问题
I have a database where I want to do several multiple regressions. They all look like this:
fit <- lm(Variable1 ~ Age + Speed + Gender + Mass, data=Data)
The only variable changing is variable1. Now I want to loop or use something from the apply family to loop several variables at the place of variable1. These variables are columns in my datafile. Can someone help me to solve this problem? Many thanks!
what I tried so far:
When I extract one of the column names with the names() function I do get a the name of the column:
varname = as.name(names(Data[14]))
But when I fill this in (and I used the attach()
function):
fit <- lm(Varname ~ Age + Speed + Gender + Mass, data=Data)

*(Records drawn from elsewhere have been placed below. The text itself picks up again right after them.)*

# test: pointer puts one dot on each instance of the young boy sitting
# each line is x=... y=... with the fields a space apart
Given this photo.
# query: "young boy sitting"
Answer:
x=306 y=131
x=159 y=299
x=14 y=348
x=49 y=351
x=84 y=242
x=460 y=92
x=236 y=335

I get the following error:
Error in model.frame.default(formula = Varname ~ Age + Speed + Gender + : object is not a matrix
I suppose that the lm() function does not recognize Varname as Variable1.
回答1:
You can use lapply
to loop over your variables.
fit <- lapply(Data[,c(...)], function(x) lm(x ~ Age + Speed + Gender + Mass, data = Data))
This gives you a list of your results.
The c(...)
should contain your variable names as strings. Alternatively, you can choose the variables by their position in Data
, like Data[,1:5]
.
回答2:
The problem in your case is that the formula in the lm
function attempts to read the literal names of columns in the data
or feed the whole vector into the regression. Therefore, to use the column name, you need to tell the formula to interpret the value of the variable varnames
and incorporate it with the other variables.
# generate some data
set.seed(123)
Data <- data.frame(x = rnorm(30), y = rnorm(30),
Age = sample(0:90, 30), Speed = rnorm(30, 60, 10),
Gender = sample(c("W", "M"), 30, rep=T), Mass = rnorm(30))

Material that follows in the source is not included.